Abstract: FR-PO980
Defective ATP Synthase Mediates Renal Fibrosis and Tubular Epithelial-Mesenchymal Transition
Session Information
- Pathology and Lab Medicine: Basic
November 08, 2019 | Location: Exhibit Hall, Walter E. Washington Convention Center
Abstract Time: 10:00 AM - 12:00 PM
Category: Pathology and Lab Medicine
- 1601 Pathology and Lab Medicine: Basic
Author
- Sung, Junne-Ming, National Cheng-Kung University Hoispital, Tainan, Taiwan
Background
Reduced mitochondrial function is a feature of chronic kidney disease (CKD). However, there is limited understanding of various aspect of mitochondrial biology in the renal injury.
Methods
This study aims to explore the role of mitochondrion dysfunction on TGFβ1–induced tubular cell epithelio-mesenchyamal transition (EMT) in vitro and renal fibrosis in vivo and clinical renal biopsy samples from patients with various stage of CKD.
Results
We observed TGFβ1-induced EMT in cultured renal tubular HK2 cells, and found that TGFβ1-treated cells have a decrease of oxygen consumption and an increase in use of non-oxidative phosphorylation glycolysis pathway as their energy source (by seahorse assay) while undergoing EMT, which was accompanied by increased mitochondrial membrane potential (MMP) and lower complex V activity (The activities of complex 1-IV were normal).

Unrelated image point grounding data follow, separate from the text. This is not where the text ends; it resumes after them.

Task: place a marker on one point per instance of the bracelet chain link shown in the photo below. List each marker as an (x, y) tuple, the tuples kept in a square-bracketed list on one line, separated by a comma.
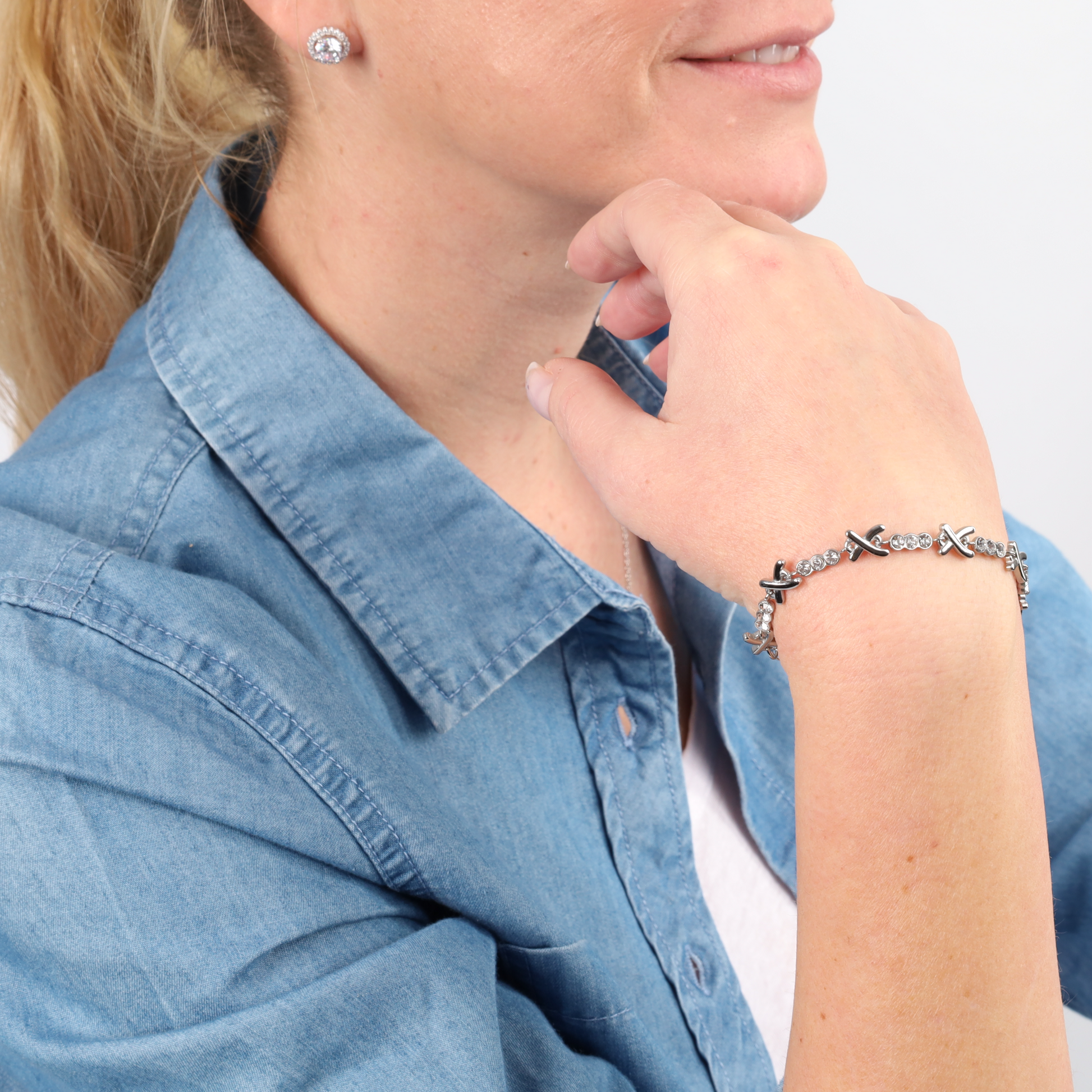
[(947, 541)]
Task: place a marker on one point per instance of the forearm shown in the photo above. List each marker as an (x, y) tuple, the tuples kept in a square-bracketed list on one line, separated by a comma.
[(926, 956)]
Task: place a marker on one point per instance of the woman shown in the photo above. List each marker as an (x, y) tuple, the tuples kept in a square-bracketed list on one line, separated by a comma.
[(350, 728)]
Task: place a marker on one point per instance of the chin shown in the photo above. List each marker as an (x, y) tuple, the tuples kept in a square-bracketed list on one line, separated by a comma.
[(788, 180)]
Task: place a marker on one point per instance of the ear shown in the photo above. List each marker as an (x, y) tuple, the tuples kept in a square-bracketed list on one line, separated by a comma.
[(294, 21)]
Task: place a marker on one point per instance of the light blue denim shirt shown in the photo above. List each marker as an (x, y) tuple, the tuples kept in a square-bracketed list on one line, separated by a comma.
[(313, 770)]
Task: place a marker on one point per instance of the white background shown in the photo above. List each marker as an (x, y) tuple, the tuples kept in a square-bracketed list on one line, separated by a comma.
[(959, 146), (959, 150)]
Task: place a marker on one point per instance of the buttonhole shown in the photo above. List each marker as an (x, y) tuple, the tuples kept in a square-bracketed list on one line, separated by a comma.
[(625, 724), (697, 970)]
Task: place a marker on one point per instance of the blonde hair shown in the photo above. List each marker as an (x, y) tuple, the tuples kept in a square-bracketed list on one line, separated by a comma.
[(111, 111)]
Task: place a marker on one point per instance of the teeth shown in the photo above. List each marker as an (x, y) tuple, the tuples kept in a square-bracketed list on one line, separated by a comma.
[(768, 55)]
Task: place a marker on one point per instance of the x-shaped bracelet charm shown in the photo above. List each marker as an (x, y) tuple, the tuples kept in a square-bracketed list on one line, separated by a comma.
[(864, 542), (781, 585), (955, 540)]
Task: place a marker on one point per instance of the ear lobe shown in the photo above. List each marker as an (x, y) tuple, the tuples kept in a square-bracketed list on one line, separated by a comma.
[(295, 21)]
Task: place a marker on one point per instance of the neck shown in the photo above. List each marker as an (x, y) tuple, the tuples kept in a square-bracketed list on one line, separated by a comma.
[(442, 281)]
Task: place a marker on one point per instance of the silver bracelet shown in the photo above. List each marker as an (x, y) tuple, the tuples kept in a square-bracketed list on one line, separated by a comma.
[(947, 542)]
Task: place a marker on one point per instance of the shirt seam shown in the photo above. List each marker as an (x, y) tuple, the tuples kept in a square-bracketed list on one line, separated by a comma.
[(143, 479), (211, 688), (629, 854)]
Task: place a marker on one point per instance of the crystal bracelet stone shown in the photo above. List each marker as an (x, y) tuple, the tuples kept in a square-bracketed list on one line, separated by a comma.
[(947, 541)]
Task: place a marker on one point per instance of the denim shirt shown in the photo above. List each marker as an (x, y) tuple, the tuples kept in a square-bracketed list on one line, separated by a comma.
[(322, 767)]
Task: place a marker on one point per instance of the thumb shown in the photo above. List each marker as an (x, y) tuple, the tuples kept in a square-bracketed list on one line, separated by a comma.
[(614, 442)]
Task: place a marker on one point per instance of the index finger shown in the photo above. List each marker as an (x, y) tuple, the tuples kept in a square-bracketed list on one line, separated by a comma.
[(658, 225)]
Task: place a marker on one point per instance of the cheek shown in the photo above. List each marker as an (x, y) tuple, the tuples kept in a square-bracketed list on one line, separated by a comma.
[(527, 89)]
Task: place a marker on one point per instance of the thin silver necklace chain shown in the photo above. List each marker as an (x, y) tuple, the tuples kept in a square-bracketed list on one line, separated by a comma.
[(627, 557)]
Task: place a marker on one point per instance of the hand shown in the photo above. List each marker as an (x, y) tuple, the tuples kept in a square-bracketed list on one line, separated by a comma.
[(800, 401)]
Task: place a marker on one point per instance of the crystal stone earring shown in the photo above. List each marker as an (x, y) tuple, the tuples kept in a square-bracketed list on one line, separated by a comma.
[(329, 45)]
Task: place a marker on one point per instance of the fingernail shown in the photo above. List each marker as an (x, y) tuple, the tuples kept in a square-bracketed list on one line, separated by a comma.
[(538, 383)]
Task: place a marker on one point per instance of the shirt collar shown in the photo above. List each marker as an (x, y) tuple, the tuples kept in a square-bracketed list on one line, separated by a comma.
[(453, 588)]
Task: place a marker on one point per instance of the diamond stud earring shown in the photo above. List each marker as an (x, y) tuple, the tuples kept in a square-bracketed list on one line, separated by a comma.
[(329, 45)]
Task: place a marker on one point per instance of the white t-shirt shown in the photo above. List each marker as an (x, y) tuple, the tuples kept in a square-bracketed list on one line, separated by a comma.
[(755, 913)]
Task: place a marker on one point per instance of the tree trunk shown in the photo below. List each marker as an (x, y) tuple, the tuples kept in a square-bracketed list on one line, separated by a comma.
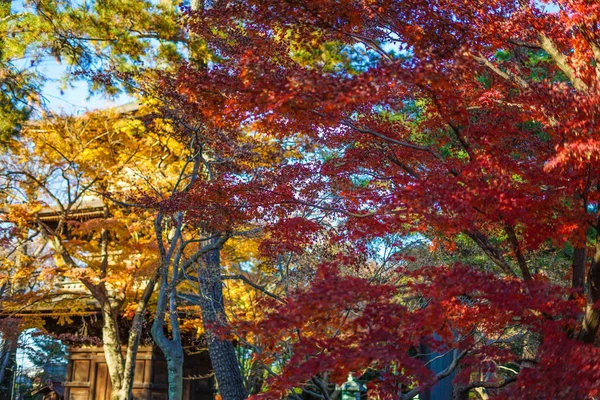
[(171, 348), (112, 351), (591, 320), (578, 268), (222, 353), (9, 352)]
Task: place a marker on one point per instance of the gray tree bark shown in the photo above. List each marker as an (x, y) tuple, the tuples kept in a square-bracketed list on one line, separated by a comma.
[(222, 353)]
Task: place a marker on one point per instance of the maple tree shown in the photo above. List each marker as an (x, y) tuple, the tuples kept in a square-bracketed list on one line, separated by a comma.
[(444, 118), (84, 39)]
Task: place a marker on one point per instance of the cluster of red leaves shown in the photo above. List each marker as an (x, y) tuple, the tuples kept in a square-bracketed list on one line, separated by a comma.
[(343, 324), (465, 127), (487, 154)]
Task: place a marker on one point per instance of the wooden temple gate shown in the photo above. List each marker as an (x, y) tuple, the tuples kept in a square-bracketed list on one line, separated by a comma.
[(87, 376)]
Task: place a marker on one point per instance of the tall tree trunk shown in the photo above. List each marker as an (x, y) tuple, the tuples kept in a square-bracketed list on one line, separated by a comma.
[(9, 352), (222, 353), (591, 320), (171, 348)]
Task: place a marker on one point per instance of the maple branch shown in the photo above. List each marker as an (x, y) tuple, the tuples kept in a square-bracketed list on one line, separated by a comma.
[(449, 370), (490, 385), (516, 246), (561, 61), (488, 248), (507, 75), (215, 246), (522, 43), (254, 285), (370, 131)]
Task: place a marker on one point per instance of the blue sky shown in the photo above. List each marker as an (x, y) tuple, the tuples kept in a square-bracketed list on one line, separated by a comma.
[(75, 99)]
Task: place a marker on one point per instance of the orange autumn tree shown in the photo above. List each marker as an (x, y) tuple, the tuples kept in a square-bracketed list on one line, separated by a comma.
[(55, 178)]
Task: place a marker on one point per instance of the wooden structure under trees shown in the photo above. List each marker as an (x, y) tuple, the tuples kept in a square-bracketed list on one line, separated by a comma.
[(88, 379)]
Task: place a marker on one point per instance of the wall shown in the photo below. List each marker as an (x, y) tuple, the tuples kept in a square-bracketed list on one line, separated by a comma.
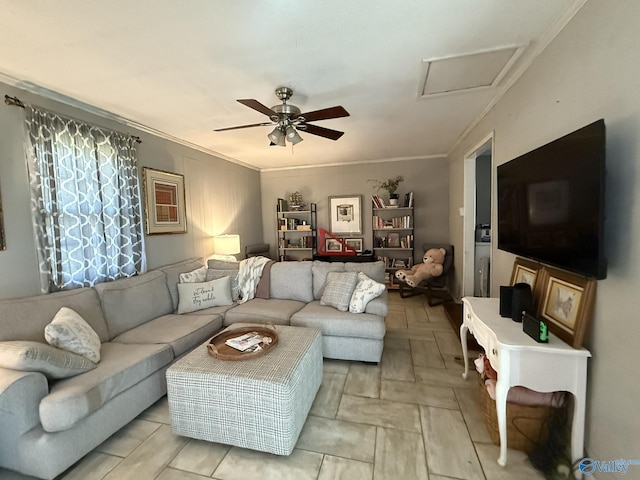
[(222, 197), (428, 178), (589, 71)]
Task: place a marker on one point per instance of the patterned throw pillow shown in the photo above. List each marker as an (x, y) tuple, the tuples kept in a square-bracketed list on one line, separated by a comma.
[(366, 290), (339, 289), (198, 296), (214, 273), (70, 332), (195, 276), (40, 357)]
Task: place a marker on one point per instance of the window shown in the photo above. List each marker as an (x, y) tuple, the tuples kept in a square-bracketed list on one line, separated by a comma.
[(85, 201)]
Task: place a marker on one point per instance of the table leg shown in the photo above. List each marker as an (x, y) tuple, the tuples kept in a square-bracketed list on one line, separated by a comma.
[(502, 388), (465, 354)]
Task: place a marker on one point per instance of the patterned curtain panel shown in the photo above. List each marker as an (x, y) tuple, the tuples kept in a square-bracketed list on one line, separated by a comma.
[(85, 201)]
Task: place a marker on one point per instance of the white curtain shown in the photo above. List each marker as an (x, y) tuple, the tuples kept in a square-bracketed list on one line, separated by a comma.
[(85, 201)]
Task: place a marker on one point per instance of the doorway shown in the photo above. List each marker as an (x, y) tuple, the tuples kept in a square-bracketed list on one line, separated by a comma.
[(478, 173)]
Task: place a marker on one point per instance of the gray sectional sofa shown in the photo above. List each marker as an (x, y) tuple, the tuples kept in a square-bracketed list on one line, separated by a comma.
[(48, 425)]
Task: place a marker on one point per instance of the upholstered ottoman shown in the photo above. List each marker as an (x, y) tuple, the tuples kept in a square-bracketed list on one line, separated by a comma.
[(260, 403)]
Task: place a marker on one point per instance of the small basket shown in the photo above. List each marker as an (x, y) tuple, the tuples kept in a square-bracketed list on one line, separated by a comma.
[(527, 426)]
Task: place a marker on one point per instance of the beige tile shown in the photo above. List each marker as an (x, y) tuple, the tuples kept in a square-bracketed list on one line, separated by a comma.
[(331, 365), (363, 380), (448, 343), (426, 354), (328, 398), (336, 437), (397, 364), (243, 464), (418, 393), (158, 412), (93, 466), (449, 447), (128, 438), (399, 455), (518, 466), (200, 457), (396, 343), (172, 474), (473, 414), (444, 377), (148, 460), (380, 413), (336, 468)]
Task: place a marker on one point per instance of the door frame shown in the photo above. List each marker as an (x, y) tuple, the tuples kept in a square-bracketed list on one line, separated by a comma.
[(469, 219)]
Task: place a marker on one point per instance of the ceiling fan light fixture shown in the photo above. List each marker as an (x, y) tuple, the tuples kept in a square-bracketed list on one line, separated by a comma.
[(277, 137), (292, 135)]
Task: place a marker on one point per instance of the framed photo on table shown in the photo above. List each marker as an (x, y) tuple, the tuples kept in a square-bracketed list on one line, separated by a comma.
[(164, 202), (566, 304), (345, 214)]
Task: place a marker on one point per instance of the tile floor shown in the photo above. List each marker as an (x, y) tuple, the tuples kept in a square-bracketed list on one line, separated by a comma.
[(410, 417)]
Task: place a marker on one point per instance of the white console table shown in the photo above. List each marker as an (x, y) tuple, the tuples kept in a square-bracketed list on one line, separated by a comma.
[(520, 360)]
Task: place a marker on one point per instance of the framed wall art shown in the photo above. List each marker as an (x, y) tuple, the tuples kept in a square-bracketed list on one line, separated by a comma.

Adding a mitochondrial complex V inhibitors (oligomycin) may induce EMT and further enhances TGF-β1-induced EMT. Blue native (BN)-PAGE studies showed a defective assembly of complex V (ATP synthase) in the mitochondria of EMT cells, which was possibly attributed by attenuation of its assembly factor ATPAF1. In HK2 cells, ATPAF1 knockdown caused EMT, and restoration of ATPAF1 protects renal tubule cells from TGFβ-induced mitochondrial dysfunction and EMT. Consistently, the animal model of tubulointerstitial fibrosis caused by unilateral ureteral obstruction (UUO) demonstrated attenuations in ATPAF1 level and complex V formation, accompanied by increased MMP. Overexpression of Atpaf1 in vivo attenuated mitochondrial dysfunction of tubular cells and interstitial fibrosis in UUO animal model. Thus, restoration of ATPAF1 in the kidney is protective against injury during the progression of renal fibrosis. In clinical renal biopsy samples , we performed immunostaining for ATPAF1, MMP and α-smooth muscle actin(α-SMA, a marker of fibrosis) and found that the severity of interstitial fibrosis (α-SMA staining intensity) negatively correlated with tubular ATPAF1 and positively with MMP. In addition, tubular ATPAF1 intensity also negatively correlated with MMP staining.
Conclusion
Our study underscores ATPAF1 is an important factor in maintaining mitochondrial energy capacity in tubule cells, and is vulnerability to injury and mediates the development of renal fibrosis.